The recent case of Molina v. State, 533 So. 2d 701 (Ala.Cr.App.1988), sets out the law in this regard as follows:

"We adopt the `better reasoned rule' that `video recordings are admissible on the same basis as other types of photographic evidence, i.e. admissible when verified by some witness who can state that they are a reliable reproduction of the recorded picture and sound.' C. Scott, Photographic Evidence, supra, § 1297 at 98 n. 42.20 (1987 Pocket Part).

"`The motion picture on a film or videotape is at least a partial verification of the reliability of the sound track because the picture usually enables the viewer to tell who is speaking and in some instances, gestures and other movements of the speakers may make indistinct words understandable.' Scott at 95.

"Accordingly, we reaffirm the predicate for admitting videotape evidence [[*]] announced by our Supreme Court in UAW-CIO v. Russell, [264 Ala. 456, 88 So. 2d 175 (1956), aff'd, 356 U.S. 634, 78 S. Ct. 932, 2 L. Ed. 2d 1030 (1958)] and we specifically reject the dicta in Voudrie v. State, 387 So.2d [248] at 256 [(Ala.Cr.App.1980) ], and cases following it, that have upheld the more stringent seven-pronged predicate for admitting sound recordings. `[T]he stringent requirements sometimes made for the verification of sound tape recordings should not be applied to the audio portion of videotape recordings.' C. Scott, Photographic Evidence, supra, at 95. The `seven-pronged test is now usually considered obsolete, even for sound recordings,' id. at 98 n. 42.20, and `has been abandoned in the better reasoned cases in favor of a rule holding that sound tapes like photographs are admissible when a witness testifies they are reliable representations of the subject sound,' id. at 97 n. 42.5. "The videotape was thus admissible without a showing of its chain of custody. `[A] proper foundation laid for the accuracy of what the film portrays obviates the need to establish a chain of custody to demonstrate its authenticity.' State v. Deering, 291 N.W.2d 38, 41 (Iowa 1980). Accord, Mikus v. United States, 433 F.2d 719, 725-26 (2d Cir. 1970); Paramore v. State, 229 So. 2d 855, 859 (Fla.1969), vacated on other grounds, 408 U.S. 935, 92 S. Ct. 2857, 33 L. Ed. 2d 751 (1972); Bremer v. State, 18 Md.App. 291, 307 A.2d 503, 535 (1973), cert. denied, 415 U.S. 930, 94 S. Ct. 1440, 39 L. Ed. 2d 488 (1974) (Videotape of attempted assassination of Governor George Wallace admitted without proving chain of custody of the film)."
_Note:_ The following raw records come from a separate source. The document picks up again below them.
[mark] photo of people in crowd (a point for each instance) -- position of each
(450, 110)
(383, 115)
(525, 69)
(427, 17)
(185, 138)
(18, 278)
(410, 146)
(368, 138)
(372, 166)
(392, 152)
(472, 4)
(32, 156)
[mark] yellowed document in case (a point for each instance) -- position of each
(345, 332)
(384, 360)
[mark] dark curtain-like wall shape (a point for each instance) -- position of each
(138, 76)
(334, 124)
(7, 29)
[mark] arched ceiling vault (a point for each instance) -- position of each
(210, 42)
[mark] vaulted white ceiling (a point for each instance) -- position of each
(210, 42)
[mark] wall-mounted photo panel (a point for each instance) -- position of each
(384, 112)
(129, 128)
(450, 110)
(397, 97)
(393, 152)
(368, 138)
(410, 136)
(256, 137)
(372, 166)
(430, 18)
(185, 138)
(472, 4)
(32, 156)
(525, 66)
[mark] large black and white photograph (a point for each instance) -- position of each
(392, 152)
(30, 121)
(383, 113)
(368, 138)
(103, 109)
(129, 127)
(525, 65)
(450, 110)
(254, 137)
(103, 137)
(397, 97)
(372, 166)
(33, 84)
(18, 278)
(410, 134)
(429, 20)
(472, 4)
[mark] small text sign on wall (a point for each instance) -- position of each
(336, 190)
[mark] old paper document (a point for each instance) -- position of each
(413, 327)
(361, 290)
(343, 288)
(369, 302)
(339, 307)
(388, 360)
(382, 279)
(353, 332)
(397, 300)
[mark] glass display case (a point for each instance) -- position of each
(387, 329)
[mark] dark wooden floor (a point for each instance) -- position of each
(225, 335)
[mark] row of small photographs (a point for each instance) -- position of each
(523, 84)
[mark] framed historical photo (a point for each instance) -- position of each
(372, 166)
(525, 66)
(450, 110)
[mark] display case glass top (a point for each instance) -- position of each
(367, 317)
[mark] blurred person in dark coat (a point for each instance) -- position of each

In the case at bar, Mr. Chenault, who had viewed the videotape was able to testify that this videotape portrayed a reliable representation of what had happened at "Country Food Town" on the evening of the robbery. Such a foundation showing the accuracy of the videotape obviates the need to establish such a chain of custody as appellant contends was necessary. Molina, supra at 709.

Therefore, the trial court did not err in allowing this videotape into evidence.


All the Judges concur.


[*] Although Molina referred to the reaffirmation of a rule regarding videotape, it is clear that Molina was actually applying to videotape a rule previously announced in regard to motion picture films.